The investment from Paradigm, a major crypto-focused fund, suggests that institutional money sees room for growth in this space. El Dorado already lets people send and receive money across borders. Adding deeper stablecoin support could make that process cheaper and faster.
What El Dorado brings to the table
El Dorado operates as a peer-to-peer payments app. Users can exchange local currencies for stablecoins and vice versa. The app has been especially popular in markets where traditional banking is limited or where people want to bypass currency controls.
With $9 million in fresh funding, the company has more runway to build features and expand its user base.

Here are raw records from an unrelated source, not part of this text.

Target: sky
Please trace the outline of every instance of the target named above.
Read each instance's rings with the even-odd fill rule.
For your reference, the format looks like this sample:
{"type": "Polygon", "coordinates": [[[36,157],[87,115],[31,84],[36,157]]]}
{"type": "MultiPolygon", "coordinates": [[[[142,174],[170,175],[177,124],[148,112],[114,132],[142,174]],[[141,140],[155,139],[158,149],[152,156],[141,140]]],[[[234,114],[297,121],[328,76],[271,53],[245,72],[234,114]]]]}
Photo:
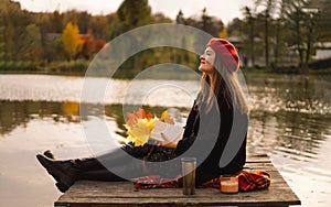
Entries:
{"type": "MultiPolygon", "coordinates": [[[[76,9],[92,14],[108,14],[116,12],[122,0],[13,0],[21,3],[22,9],[29,11],[66,11],[76,9]]],[[[149,0],[152,13],[162,12],[175,19],[179,10],[184,18],[201,15],[206,8],[209,15],[221,19],[225,24],[234,18],[242,18],[241,9],[252,7],[254,0],[149,0]]]]}

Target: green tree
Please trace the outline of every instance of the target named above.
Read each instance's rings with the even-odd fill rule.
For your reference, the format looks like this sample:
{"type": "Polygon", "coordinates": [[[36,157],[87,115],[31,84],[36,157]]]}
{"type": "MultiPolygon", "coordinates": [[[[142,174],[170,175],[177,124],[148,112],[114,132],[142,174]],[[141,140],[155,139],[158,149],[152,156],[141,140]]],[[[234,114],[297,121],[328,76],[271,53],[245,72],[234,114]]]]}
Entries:
{"type": "Polygon", "coordinates": [[[119,6],[117,15],[128,30],[149,24],[152,21],[148,0],[125,0],[119,6]]]}
{"type": "Polygon", "coordinates": [[[68,22],[63,30],[62,42],[68,59],[76,57],[76,55],[82,51],[84,43],[79,37],[78,26],[68,22]]]}

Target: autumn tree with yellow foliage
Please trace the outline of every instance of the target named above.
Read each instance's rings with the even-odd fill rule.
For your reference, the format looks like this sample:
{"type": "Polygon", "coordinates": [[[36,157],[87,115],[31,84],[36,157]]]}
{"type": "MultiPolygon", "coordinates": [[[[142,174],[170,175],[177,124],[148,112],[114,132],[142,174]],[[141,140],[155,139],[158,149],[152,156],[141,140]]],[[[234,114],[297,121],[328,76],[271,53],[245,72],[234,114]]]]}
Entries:
{"type": "Polygon", "coordinates": [[[82,51],[84,44],[84,41],[79,37],[78,26],[68,22],[63,30],[62,42],[68,59],[75,58],[82,51]]]}

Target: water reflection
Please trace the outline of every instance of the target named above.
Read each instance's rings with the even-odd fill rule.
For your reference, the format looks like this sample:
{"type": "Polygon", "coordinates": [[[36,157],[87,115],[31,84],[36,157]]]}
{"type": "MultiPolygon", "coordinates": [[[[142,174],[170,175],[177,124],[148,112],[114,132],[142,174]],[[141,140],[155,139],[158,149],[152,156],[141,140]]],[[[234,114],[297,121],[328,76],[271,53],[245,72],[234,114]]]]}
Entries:
{"type": "MultiPolygon", "coordinates": [[[[98,110],[96,105],[87,105],[87,109],[98,110]]],[[[127,106],[137,109],[141,106],[127,106]]],[[[117,124],[116,133],[125,137],[125,115],[122,113],[121,105],[107,105],[104,107],[106,121],[115,121],[117,124]]],[[[151,111],[153,115],[161,115],[166,107],[143,106],[146,111],[151,111]]],[[[174,108],[172,108],[174,109],[174,108]]],[[[175,108],[181,113],[177,121],[182,122],[188,115],[186,108],[175,108]]],[[[99,115],[99,112],[96,112],[99,115]]],[[[92,113],[93,115],[93,113],[92,113]]],[[[0,133],[8,134],[15,128],[26,128],[31,120],[52,119],[54,122],[62,123],[79,123],[81,120],[92,119],[92,117],[79,116],[78,102],[51,102],[51,101],[9,101],[0,100],[0,133]]]]}
{"type": "MultiPolygon", "coordinates": [[[[132,106],[136,107],[137,106],[132,106]]],[[[147,111],[160,115],[166,107],[143,107],[147,111]]],[[[15,128],[26,128],[31,120],[51,119],[53,122],[79,123],[78,102],[50,101],[0,101],[0,133],[8,134],[15,128]]],[[[178,108],[182,123],[188,108],[178,108]]],[[[94,110],[90,105],[89,110],[94,110]]],[[[121,105],[105,106],[105,120],[115,121],[115,133],[125,137],[125,119],[121,105]]],[[[82,118],[84,119],[84,117],[82,118]]],[[[86,118],[88,119],[88,118],[86,118]]],[[[248,151],[267,153],[277,150],[293,159],[313,159],[322,141],[331,134],[331,116],[310,115],[298,111],[252,110],[248,132],[248,151]]]]}

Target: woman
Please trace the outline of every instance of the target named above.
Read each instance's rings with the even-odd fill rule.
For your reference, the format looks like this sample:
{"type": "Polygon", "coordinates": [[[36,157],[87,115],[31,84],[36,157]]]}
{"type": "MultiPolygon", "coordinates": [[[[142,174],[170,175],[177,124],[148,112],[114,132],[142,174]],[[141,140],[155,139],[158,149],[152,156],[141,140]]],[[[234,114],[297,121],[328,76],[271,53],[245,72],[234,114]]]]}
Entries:
{"type": "MultiPolygon", "coordinates": [[[[203,151],[207,154],[196,168],[196,185],[218,177],[221,174],[236,173],[243,168],[246,161],[248,126],[248,107],[236,77],[239,56],[235,46],[226,40],[212,39],[206,44],[200,61],[199,70],[203,73],[201,90],[188,117],[183,138],[177,143],[170,142],[162,134],[167,143],[159,143],[159,145],[163,148],[151,145],[147,148],[125,145],[122,148],[135,157],[147,161],[164,161],[190,152],[190,149],[197,144],[201,150],[191,151],[189,154],[200,156],[203,151]],[[235,121],[236,119],[241,121],[235,121]],[[220,122],[215,120],[220,120],[220,122]],[[226,150],[225,145],[232,137],[239,138],[236,143],[238,148],[232,146],[229,153],[223,154],[226,150]],[[213,143],[212,148],[209,149],[209,144],[205,143],[213,143]],[[225,162],[224,166],[220,166],[220,161],[228,154],[231,154],[228,162],[225,162]]],[[[109,161],[121,167],[122,171],[151,174],[150,168],[146,170],[141,165],[122,164],[120,154],[115,151],[102,157],[56,161],[53,154],[46,151],[44,154],[38,154],[36,157],[55,178],[56,186],[61,192],[67,190],[78,179],[110,182],[125,179],[109,172],[99,162],[100,160],[109,161]]]]}

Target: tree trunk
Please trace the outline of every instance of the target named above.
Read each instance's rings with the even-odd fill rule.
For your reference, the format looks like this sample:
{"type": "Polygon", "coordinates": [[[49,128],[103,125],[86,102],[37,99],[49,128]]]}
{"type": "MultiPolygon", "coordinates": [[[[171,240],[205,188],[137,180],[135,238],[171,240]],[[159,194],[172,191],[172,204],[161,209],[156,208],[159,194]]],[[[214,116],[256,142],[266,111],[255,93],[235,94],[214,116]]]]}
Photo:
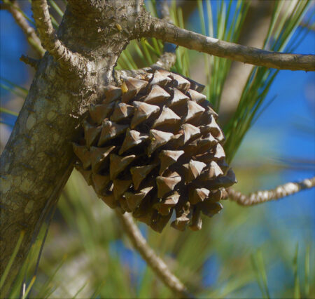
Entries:
{"type": "Polygon", "coordinates": [[[102,98],[104,87],[113,80],[117,59],[136,37],[144,13],[143,2],[136,0],[68,3],[57,36],[72,52],[87,58],[87,63],[78,69],[65,69],[46,53],[2,153],[1,273],[21,232],[25,234],[1,298],[8,293],[43,216],[57,202],[71,174],[71,141],[80,134],[79,124],[88,105],[102,98]]]}

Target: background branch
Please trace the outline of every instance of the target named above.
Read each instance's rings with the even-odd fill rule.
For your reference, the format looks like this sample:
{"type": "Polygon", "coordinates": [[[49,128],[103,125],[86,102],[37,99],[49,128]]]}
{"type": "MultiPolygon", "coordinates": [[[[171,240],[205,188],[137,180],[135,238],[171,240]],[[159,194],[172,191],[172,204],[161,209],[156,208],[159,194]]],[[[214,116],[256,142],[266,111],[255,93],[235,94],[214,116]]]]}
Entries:
{"type": "Polygon", "coordinates": [[[164,284],[181,298],[192,298],[186,287],[171,272],[165,263],[148,246],[146,240],[134,223],[132,216],[127,213],[122,214],[118,210],[115,210],[115,212],[134,248],[139,251],[142,258],[146,260],[164,284]]]}
{"type": "Polygon", "coordinates": [[[156,18],[151,18],[150,22],[150,26],[143,32],[144,36],[254,65],[279,69],[315,70],[314,55],[288,54],[246,47],[178,28],[156,18]]]}
{"type": "Polygon", "coordinates": [[[25,17],[22,13],[21,8],[18,4],[14,1],[9,1],[8,0],[4,0],[4,8],[9,11],[12,16],[15,20],[16,23],[21,27],[23,32],[25,34],[27,41],[31,46],[33,49],[38,54],[40,57],[42,57],[45,53],[45,49],[41,44],[41,41],[37,36],[35,29],[31,27],[25,17]]]}
{"type": "Polygon", "coordinates": [[[310,189],[315,186],[315,177],[307,178],[298,182],[287,182],[271,190],[258,191],[244,195],[232,188],[227,190],[229,198],[241,206],[253,206],[265,201],[276,200],[288,195],[294,194],[301,190],[310,189]]]}
{"type": "Polygon", "coordinates": [[[46,0],[33,0],[31,8],[43,47],[56,60],[67,68],[82,69],[85,63],[83,58],[72,53],[57,39],[52,27],[46,0]]]}
{"type": "MultiPolygon", "coordinates": [[[[156,7],[159,18],[165,22],[173,24],[173,21],[169,15],[169,1],[167,0],[158,1],[156,7]]],[[[174,44],[165,43],[164,44],[163,54],[150,67],[153,69],[162,67],[167,70],[171,69],[176,61],[176,55],[175,54],[176,48],[176,47],[174,44]]]]}

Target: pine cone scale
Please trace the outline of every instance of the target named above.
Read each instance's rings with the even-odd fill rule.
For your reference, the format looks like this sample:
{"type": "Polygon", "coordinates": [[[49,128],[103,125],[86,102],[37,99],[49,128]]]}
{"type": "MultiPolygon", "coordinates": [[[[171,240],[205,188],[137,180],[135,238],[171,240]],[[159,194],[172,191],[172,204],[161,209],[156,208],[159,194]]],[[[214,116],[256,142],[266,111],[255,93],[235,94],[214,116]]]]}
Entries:
{"type": "Polygon", "coordinates": [[[201,214],[222,209],[236,182],[220,145],[224,134],[202,86],[163,69],[108,86],[91,106],[84,135],[74,143],[77,169],[111,208],[162,232],[202,227],[201,214]]]}

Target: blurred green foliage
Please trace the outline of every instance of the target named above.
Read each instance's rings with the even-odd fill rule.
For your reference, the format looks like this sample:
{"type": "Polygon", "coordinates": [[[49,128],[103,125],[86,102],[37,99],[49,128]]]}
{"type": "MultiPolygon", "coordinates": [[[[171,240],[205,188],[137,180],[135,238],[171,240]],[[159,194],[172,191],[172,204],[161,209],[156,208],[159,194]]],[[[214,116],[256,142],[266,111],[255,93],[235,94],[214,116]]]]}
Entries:
{"type": "MultiPolygon", "coordinates": [[[[62,15],[57,2],[49,2],[62,15]]],[[[237,41],[248,3],[232,2],[221,1],[214,18],[211,2],[198,1],[202,34],[237,41]],[[236,8],[232,9],[232,5],[236,8]]],[[[297,1],[292,13],[284,15],[280,13],[284,2],[275,4],[265,43],[274,51],[283,51],[288,44],[290,51],[294,48],[290,37],[309,4],[307,1],[297,1]]],[[[146,4],[156,15],[155,1],[146,4]]],[[[174,1],[171,16],[176,25],[184,27],[181,9],[176,8],[174,1]]],[[[52,20],[57,27],[57,22],[52,20]]],[[[132,41],[122,53],[117,69],[150,65],[162,52],[160,41],[132,41]]],[[[195,54],[178,47],[176,57],[173,70],[189,76],[195,54]]],[[[217,109],[231,62],[207,55],[204,55],[204,75],[209,82],[204,92],[217,109]]],[[[275,70],[255,67],[248,78],[237,110],[225,128],[230,161],[260,115],[276,74],[275,70]]],[[[6,83],[13,93],[24,96],[24,90],[11,82],[6,83]]],[[[4,108],[1,112],[10,113],[4,108]]],[[[276,168],[270,171],[276,177],[276,168]]],[[[246,170],[238,171],[239,189],[246,192],[259,187],[257,182],[260,175],[258,171],[249,178],[246,170]]],[[[204,219],[202,230],[197,232],[181,232],[167,226],[162,234],[158,234],[142,224],[139,227],[152,248],[196,297],[314,298],[315,273],[311,265],[315,255],[311,243],[293,244],[290,236],[284,232],[285,223],[278,222],[275,228],[268,221],[266,206],[246,208],[229,201],[223,205],[223,213],[213,219],[204,219]]],[[[12,289],[12,298],[21,293],[24,298],[41,298],[174,296],[133,251],[113,211],[97,198],[76,171],[49,225],[50,220],[48,218],[43,225],[12,289]],[[36,269],[38,253],[49,226],[43,257],[36,269]]],[[[1,284],[5,276],[6,272],[1,284]]]]}

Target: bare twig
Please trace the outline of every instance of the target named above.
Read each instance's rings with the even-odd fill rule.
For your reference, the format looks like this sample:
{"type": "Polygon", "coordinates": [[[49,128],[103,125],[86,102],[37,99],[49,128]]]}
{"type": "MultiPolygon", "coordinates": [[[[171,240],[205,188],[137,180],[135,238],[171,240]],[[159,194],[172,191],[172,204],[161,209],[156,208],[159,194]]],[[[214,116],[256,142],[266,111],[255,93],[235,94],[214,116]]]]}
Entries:
{"type": "Polygon", "coordinates": [[[31,27],[25,17],[21,13],[21,8],[15,1],[10,2],[8,0],[4,1],[4,8],[7,9],[15,20],[17,24],[21,27],[25,34],[27,41],[33,49],[42,57],[45,53],[45,49],[41,46],[41,41],[37,36],[35,29],[31,27]]]}
{"type": "Polygon", "coordinates": [[[164,284],[181,298],[192,298],[186,287],[171,272],[165,263],[149,246],[134,223],[132,216],[127,213],[122,215],[119,211],[115,211],[135,249],[164,284]]]}
{"type": "Polygon", "coordinates": [[[276,200],[288,195],[294,194],[301,190],[310,189],[315,186],[315,177],[307,178],[298,182],[287,182],[272,190],[258,191],[249,195],[244,195],[232,188],[227,189],[230,200],[241,206],[253,206],[265,201],[276,200]]]}
{"type": "Polygon", "coordinates": [[[272,52],[220,41],[150,18],[143,36],[155,37],[218,57],[279,69],[315,71],[315,55],[272,52]]]}
{"type": "Polygon", "coordinates": [[[72,53],[57,37],[52,27],[46,0],[32,0],[31,8],[37,30],[43,47],[61,65],[70,69],[83,68],[85,60],[78,53],[72,53]]]}
{"type": "Polygon", "coordinates": [[[27,65],[29,65],[35,69],[37,69],[39,62],[39,60],[38,59],[34,59],[32,58],[31,57],[25,56],[24,55],[22,55],[20,58],[20,60],[22,61],[24,63],[26,63],[27,65]]]}

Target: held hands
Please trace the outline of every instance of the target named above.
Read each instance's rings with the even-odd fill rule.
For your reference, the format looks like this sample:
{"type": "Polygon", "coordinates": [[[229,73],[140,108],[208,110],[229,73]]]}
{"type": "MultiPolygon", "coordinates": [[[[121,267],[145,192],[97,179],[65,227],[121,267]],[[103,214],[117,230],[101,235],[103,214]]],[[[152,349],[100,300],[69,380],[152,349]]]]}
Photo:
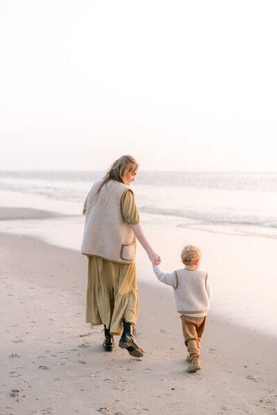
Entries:
{"type": "Polygon", "coordinates": [[[154,251],[150,251],[149,252],[148,252],[148,254],[149,259],[152,262],[152,265],[153,265],[153,267],[154,265],[159,265],[161,263],[161,257],[157,254],[156,254],[156,252],[154,252],[154,251]]]}

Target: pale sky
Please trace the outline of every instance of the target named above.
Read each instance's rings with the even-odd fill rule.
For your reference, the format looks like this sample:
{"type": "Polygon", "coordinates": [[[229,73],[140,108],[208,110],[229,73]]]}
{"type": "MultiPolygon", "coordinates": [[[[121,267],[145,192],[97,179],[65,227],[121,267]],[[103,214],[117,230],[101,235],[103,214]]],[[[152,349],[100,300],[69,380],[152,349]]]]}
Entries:
{"type": "Polygon", "coordinates": [[[3,0],[0,170],[276,171],[276,12],[3,0]]]}

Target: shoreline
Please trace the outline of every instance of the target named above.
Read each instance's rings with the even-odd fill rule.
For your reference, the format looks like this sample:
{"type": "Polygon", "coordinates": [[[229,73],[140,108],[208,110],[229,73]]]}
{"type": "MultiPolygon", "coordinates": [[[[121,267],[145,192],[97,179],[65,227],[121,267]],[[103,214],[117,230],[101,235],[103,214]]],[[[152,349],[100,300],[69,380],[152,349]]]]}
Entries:
{"type": "MultiPolygon", "coordinates": [[[[0,224],[3,224],[0,233],[19,234],[21,238],[27,236],[80,251],[84,222],[82,215],[72,216],[21,208],[8,209],[10,216],[14,214],[14,218],[1,220],[0,208],[0,224]],[[18,219],[21,211],[21,215],[27,215],[25,219],[18,219]]],[[[6,208],[3,211],[7,213],[6,208]]],[[[267,289],[268,285],[274,283],[270,272],[275,267],[274,239],[232,233],[228,231],[228,229],[231,230],[228,227],[206,225],[200,229],[197,224],[188,220],[180,223],[177,218],[173,222],[161,216],[143,215],[141,219],[148,239],[161,255],[161,267],[164,272],[183,266],[179,254],[184,242],[200,247],[204,254],[200,269],[208,272],[214,292],[210,312],[220,315],[228,324],[251,328],[263,335],[269,333],[277,339],[277,326],[273,317],[277,313],[277,303],[274,290],[269,292],[267,289]],[[260,258],[258,264],[256,258],[260,258]]],[[[168,290],[169,288],[161,284],[152,271],[149,272],[148,260],[139,243],[137,252],[138,281],[147,281],[156,288],[159,286],[168,290]]]]}
{"type": "Polygon", "coordinates": [[[84,322],[87,258],[30,237],[1,233],[0,242],[3,415],[275,413],[274,338],[209,312],[202,369],[188,373],[170,290],[139,282],[145,356],[131,357],[118,337],[105,353],[102,326],[84,322]]]}

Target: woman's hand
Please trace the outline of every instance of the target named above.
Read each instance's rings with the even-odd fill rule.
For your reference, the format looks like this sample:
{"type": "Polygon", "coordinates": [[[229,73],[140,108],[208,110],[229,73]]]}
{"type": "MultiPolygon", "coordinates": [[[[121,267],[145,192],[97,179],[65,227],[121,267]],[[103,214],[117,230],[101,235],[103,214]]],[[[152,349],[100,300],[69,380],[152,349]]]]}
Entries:
{"type": "Polygon", "coordinates": [[[153,251],[152,248],[150,245],[149,242],[146,239],[146,237],[143,233],[141,224],[138,223],[136,224],[132,224],[131,226],[138,241],[148,253],[149,259],[152,262],[152,265],[159,265],[159,264],[161,263],[161,258],[157,254],[156,254],[154,251],[153,251]]]}
{"type": "Polygon", "coordinates": [[[159,256],[159,255],[156,254],[156,252],[154,252],[154,251],[150,251],[149,252],[148,252],[148,254],[149,259],[152,262],[152,265],[153,266],[159,265],[161,263],[161,257],[159,256]]]}

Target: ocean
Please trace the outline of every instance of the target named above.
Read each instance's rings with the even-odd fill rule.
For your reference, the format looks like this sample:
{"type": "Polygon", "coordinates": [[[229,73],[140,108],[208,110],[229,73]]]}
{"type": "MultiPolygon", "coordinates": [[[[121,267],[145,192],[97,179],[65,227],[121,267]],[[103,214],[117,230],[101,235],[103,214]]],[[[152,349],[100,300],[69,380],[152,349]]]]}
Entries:
{"type": "MultiPolygon", "coordinates": [[[[1,206],[38,209],[59,214],[46,219],[1,220],[0,231],[32,236],[80,250],[84,223],[83,203],[93,183],[103,175],[104,172],[0,172],[1,206]]],[[[183,235],[190,230],[195,235],[198,231],[204,231],[207,236],[212,232],[221,238],[224,236],[226,245],[228,238],[239,236],[240,251],[247,240],[244,236],[251,237],[247,240],[250,245],[251,241],[256,244],[253,252],[258,252],[259,247],[265,251],[269,245],[269,249],[274,249],[277,173],[138,171],[132,186],[142,224],[152,229],[152,240],[156,229],[161,232],[164,229],[168,233],[165,245],[175,243],[176,240],[179,250],[183,235]]],[[[208,251],[210,242],[208,236],[206,238],[208,251]]],[[[224,264],[223,267],[230,268],[231,254],[230,264],[224,264]]],[[[247,258],[253,263],[256,260],[251,256],[247,258]]],[[[206,261],[206,263],[213,270],[212,262],[206,261]]],[[[172,271],[173,262],[166,258],[163,264],[169,267],[165,271],[172,271]]],[[[221,313],[227,322],[241,324],[243,315],[243,324],[247,326],[277,336],[277,302],[272,290],[276,287],[276,272],[269,267],[267,270],[267,263],[264,265],[267,272],[260,277],[257,274],[253,276],[253,265],[243,276],[227,272],[226,281],[222,275],[213,275],[212,308],[221,313]]],[[[148,272],[138,272],[138,279],[146,275],[149,282],[151,279],[148,272]]],[[[151,281],[160,283],[154,278],[151,281]]]]}

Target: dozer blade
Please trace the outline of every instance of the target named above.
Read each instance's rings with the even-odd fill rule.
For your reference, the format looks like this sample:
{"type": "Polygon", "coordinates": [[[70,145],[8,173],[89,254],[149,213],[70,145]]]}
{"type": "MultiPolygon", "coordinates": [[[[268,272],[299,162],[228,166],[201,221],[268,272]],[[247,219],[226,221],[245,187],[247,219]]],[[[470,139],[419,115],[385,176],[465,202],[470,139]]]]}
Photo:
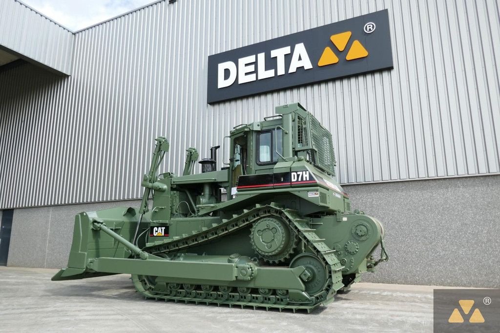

The exact plans for the money haven't been spelled out, but the timing lines up with a broader push by crypto firms into Latin America.
Stablecoin adoption has been climbing in Latin America for years. Remittances, everyday purchases, and savings are all use cases that crypto companies are chasing. Paradigm's bet on El Dorado signals that the firm sees a viable business in helping people move money across borders and keep its value intact.
Other investors have poured money into similar apps, but this deal stands out because of Paradigm's size and influence. The investment could encourage more venture capital to flow into the region's crypto infrastructure.
El Dorado now faces the challenge of scaling while keeping its platform reliable in markets where internet access and smartphone penetration aren't uniform. How the company tackles that will determine whether it can turn a pilot user base into a mainstream payment tool.